The problem:
We have a weighted graph $G=(V, E, W)$ with $|V| = n$, $|E| = n-1$ and $W$ is set of edge's weight. The graph $G$ includes one ring on $n_1 \geq 3$ nodes and $n_2$ isolated nodes, $n_1+ n_2 = n$.
We want to connect isolated nodes to the ring using an edge weight (euclidean distance between nodes and edges) as the feature for connection. The ring's weight must be minimal.
Algorithm
- select an edge $(u,v) \in E$
- match to the edge $(u,v)$ the minimum distance to isolated nodes (this is an edge's weight)
- repeat steps 1-2 for all edges
- find the edge $(u,v)_{\min}$ with the global minimum weight $\arg \min_{(u,v) \in E} W$
- connect the head $u$ and tail $v$ of specifited edge $(u,v)_{\min}$ with the corresponded isolated node $a$ by adding two edges $(u,a)$ and $(a,v)$
- delete the edge $(u,v)_{\min}$ from the triangle $\{(u,a), (a,v), (v,u)\} \subset E$
- repeat steps the 1-5 while the set of isolated nodes is not empty.
In the wortest case on step 4 we can have more one edges (some edges can have the same weight) and we can randomly select one of them. But we need to store weight of non-used edges for the possible back propogation on the next steps.
Problem.

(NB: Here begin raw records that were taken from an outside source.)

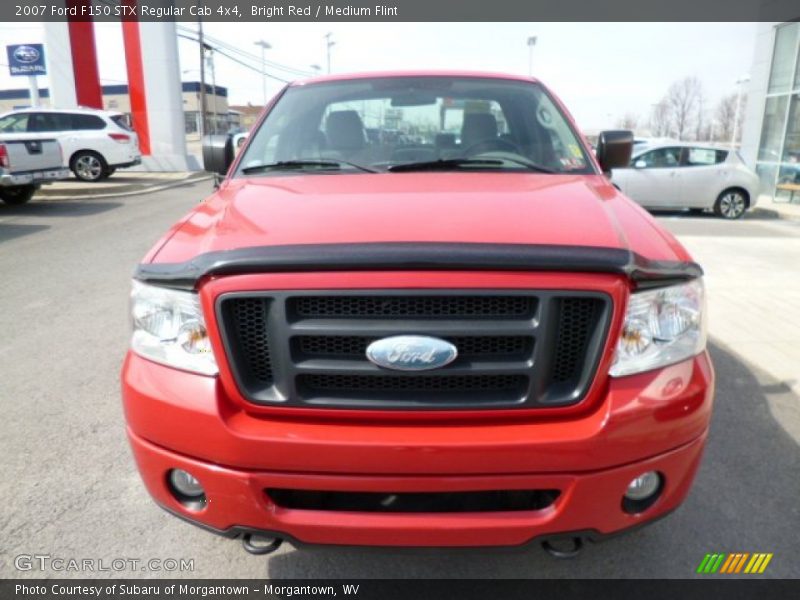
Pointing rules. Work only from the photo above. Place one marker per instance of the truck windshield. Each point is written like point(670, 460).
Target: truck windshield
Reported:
point(404, 124)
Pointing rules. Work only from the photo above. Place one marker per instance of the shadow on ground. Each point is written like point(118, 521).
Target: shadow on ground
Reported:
point(744, 500)
point(9, 231)
point(757, 214)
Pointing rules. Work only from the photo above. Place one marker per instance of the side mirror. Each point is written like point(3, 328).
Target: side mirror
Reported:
point(217, 153)
point(614, 149)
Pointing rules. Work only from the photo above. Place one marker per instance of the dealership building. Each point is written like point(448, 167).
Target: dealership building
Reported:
point(116, 97)
point(771, 128)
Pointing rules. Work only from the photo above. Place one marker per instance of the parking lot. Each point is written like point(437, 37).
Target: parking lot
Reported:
point(71, 490)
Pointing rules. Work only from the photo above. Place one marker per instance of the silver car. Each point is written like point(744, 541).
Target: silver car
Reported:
point(698, 177)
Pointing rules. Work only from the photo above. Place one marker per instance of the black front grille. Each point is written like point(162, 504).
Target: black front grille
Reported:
point(246, 327)
point(577, 319)
point(414, 502)
point(414, 383)
point(483, 347)
point(515, 349)
point(412, 307)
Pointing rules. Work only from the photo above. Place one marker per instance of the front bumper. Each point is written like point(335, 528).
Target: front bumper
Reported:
point(652, 421)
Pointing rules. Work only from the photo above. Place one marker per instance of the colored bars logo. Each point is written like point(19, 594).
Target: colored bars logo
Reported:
point(734, 563)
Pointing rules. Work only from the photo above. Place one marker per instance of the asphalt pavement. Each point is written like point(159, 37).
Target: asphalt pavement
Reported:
point(69, 487)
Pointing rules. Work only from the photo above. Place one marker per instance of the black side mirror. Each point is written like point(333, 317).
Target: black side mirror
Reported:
point(217, 153)
point(614, 149)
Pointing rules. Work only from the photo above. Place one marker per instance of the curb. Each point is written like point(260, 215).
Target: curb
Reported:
point(771, 213)
point(144, 189)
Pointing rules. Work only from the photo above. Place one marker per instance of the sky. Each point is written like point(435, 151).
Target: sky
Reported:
point(600, 70)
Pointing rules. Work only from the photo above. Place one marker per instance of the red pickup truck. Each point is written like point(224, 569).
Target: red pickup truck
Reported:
point(463, 335)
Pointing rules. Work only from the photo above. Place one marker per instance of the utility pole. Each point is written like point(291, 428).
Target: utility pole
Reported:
point(264, 47)
point(739, 83)
point(202, 77)
point(214, 88)
point(531, 44)
point(329, 43)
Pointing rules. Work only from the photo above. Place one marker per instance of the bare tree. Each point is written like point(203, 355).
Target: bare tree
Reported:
point(628, 121)
point(701, 127)
point(684, 99)
point(660, 119)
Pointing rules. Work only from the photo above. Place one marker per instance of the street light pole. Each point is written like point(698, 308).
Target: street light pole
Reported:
point(329, 43)
point(264, 47)
point(202, 77)
point(739, 83)
point(531, 44)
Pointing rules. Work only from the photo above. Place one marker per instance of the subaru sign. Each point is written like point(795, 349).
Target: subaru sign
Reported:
point(26, 59)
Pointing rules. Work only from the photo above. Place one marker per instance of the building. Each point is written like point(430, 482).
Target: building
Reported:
point(115, 97)
point(771, 128)
point(248, 114)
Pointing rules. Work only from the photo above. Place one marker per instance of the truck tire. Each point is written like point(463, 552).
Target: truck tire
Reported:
point(17, 194)
point(88, 166)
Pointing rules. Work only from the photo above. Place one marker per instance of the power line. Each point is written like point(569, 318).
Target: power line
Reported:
point(246, 55)
point(236, 60)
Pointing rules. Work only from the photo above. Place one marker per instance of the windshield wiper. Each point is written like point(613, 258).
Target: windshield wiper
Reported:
point(454, 163)
point(286, 165)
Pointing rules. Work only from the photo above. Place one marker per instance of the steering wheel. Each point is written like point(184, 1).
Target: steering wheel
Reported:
point(489, 145)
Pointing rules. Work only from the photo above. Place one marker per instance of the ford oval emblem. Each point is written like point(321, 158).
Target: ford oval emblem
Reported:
point(411, 353)
point(26, 54)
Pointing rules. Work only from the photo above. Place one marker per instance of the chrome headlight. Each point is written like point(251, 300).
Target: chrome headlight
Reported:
point(168, 328)
point(661, 327)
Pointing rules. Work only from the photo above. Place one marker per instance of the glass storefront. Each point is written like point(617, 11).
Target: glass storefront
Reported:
point(778, 162)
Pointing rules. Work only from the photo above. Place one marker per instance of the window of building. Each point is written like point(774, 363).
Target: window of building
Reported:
point(772, 129)
point(783, 58)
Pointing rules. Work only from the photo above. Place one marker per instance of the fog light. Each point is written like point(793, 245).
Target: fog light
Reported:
point(643, 486)
point(187, 489)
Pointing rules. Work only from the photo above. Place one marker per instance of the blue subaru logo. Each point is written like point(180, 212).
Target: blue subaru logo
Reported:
point(26, 54)
point(411, 353)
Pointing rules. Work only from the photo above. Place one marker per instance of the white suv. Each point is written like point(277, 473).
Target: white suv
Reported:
point(95, 142)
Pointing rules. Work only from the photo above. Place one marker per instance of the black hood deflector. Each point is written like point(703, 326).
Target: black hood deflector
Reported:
point(418, 256)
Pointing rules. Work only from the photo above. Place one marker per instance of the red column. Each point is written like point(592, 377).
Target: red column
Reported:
point(84, 59)
point(136, 89)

How to estimate the computation complexity of the proposed algorithm?
My attemp is:
- $n$ elementary operations
- $n_2$ elementary operations
- $n \cdot (n-1)$ elementary operations
- $n^2/2 - n$ elementary operations, if $W$ is simmetric matrix with zero diagonal and all elements are different on all steps (one choice)
- $2$ elementary operations
- $1$ elementary operation
- $n$ elementary operations
The complexity is $O(n^2)$.